Prud’hommes : panique à la Chancellerie

C’était une mesure phare des ordonnances Macron. Le plafonnement des indemnités prud’homales en cas de licenciement sans cause réelle ni […]

Lawyer in toga pleads at a trial. Avocat en toge plaide lors d’un procès. (MaxPPP TagID: maxstockfr040215.jpg) [Photo via MaxPPP]
Après le jugement du conseil des prud’hommes d’Agen du 5 février 2019, le gouvernement est fébrile devant la remise en cause de la barémisation des indemnités de licenciement.

C’était une mesure phare des ordonnances Macron. Le plafonnement des indemnités prud’homales en cas de licenciement sans cause réelle ni sérieuse avait même été présenté comme indispensable au droit du travail hexagonal parce que condition sine qua non de la « sécurisation de la relation de travail ».

Quatorze mois tout juste après avoir imposé cette mesure contre l’avis, bien souvent, des conseillers prud’homaux employeurs eux-mêmes, le ministère de la Justice avoue quelques difficultés. Dans un courrier en date du 26 février, Nicole Belloubet, garde des Sceaux, réclame de l’ensemble des procureurs généraux, ainsi que des présidents des cours d’appel et des présidents des tribunaux de grande instance, qu’ils lui fassent remonter toutes les décisions qui, fondées sur un écart par rapport aux barèmes, arrivent en appel. Objectif : que les procureurs s’en saisissent pour défendre la position de l’État.

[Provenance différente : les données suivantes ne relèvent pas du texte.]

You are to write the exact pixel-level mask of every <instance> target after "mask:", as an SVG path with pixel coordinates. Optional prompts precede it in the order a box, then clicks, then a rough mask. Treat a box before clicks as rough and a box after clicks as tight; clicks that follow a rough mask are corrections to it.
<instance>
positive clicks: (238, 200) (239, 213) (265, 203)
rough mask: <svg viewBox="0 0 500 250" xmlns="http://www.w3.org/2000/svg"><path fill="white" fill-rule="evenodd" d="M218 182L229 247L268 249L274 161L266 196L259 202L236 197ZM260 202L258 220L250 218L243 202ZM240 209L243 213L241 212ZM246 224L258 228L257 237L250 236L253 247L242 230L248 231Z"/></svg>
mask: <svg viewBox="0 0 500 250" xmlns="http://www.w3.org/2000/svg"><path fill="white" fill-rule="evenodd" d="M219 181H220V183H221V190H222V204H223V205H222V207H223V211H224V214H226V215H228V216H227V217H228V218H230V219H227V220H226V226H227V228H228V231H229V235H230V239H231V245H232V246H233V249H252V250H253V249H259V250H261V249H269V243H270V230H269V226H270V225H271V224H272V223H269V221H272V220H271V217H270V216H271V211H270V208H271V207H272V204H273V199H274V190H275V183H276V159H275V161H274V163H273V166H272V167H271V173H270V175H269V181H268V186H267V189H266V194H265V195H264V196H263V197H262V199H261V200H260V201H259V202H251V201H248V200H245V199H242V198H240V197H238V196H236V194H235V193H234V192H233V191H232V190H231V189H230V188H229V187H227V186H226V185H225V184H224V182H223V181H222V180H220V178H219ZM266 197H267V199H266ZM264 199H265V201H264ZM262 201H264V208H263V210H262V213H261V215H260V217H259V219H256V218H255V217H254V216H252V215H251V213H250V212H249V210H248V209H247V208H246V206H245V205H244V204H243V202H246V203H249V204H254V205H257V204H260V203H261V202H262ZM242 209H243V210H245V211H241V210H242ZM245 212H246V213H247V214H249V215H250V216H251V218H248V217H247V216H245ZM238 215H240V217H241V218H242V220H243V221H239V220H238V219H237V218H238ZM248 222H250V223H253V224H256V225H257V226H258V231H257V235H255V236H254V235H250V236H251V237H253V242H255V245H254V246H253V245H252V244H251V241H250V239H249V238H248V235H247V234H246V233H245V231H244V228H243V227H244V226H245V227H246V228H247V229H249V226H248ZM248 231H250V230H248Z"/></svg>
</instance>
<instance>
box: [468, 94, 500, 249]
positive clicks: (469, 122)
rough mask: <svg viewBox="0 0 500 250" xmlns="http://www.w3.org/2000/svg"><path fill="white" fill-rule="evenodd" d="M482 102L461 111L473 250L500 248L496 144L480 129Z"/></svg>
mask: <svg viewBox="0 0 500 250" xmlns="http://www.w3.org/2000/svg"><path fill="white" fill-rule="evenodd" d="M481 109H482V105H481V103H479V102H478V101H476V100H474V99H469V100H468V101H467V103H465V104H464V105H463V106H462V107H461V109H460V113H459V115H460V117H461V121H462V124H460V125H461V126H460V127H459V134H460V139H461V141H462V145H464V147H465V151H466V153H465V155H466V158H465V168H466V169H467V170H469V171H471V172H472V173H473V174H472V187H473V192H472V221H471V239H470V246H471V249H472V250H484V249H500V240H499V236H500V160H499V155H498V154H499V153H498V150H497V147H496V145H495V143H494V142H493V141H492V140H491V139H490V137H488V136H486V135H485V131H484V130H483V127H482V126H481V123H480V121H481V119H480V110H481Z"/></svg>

Les termes de ce courrier font entorse au principe de séparation des pouvoirs judiciaire et exécutif, très clair en France. C’est que depuis un an, une quinzaine de conseils ont passé outre le barème limitant, en fonction de l’ancienneté, d’un à vingt mois les dommages et intérêts maximaux, pour rendre justice aux salariés licenciés sans cause réelle ni sérieuse. Ils l’ont fait en se référant au droit international. Tout d’abord, à la convention 158 de l’Organisation internationale du travail qui garantit le droit de n’être licencié que pour un motif valable, faute de quoi le juge est habilité à « ordonner le versement d’une indemnité adéquate ». Ensuite, à la Convention européenne de sauvegarde des droits de l’homme et des libertés fondamentales, qui consacre le droit à un procès équitable. Équitable, c’est-à-dire dans lequel les juges ont la possibilité d’exercer pleinement leurs fonctions.

Mais le gouvernement va jusqu’à user d’arguments fallacieux en prétendant que le Conseil d’État et le Conseil constitutionnel se seraient prononcés en sa faveur sur la question. Et pourtant, rappelle la Cgt et, avec elle, le Syndicat des avocats de France, le Conseil constitutionnel n’a pas à juger du droit international mais uniquement du respect de la Constitution française. Quant au Conseil d’État, il n’a pas autorité sur les juges. La panique semble avoir gagné la Chancellerie. Le jugement rendu le 5 février par le conseil des prud’hommes d’Agen n’y est sans doute pas pour rien. Ce jour-là, pour la première fois, un juge départiteur, autrement dit un magistrat professionnel, a lui aussi déclaré l’« inconventionnalité » du « barème Macron » en accordant à une salariée licenciée verbalement et brutalement la somme de quatre mois de salaire d’indemnité pour licenciement sans cause réelle ni sérieuse. Soit un mois au-dessus du plafond prévu par la loi.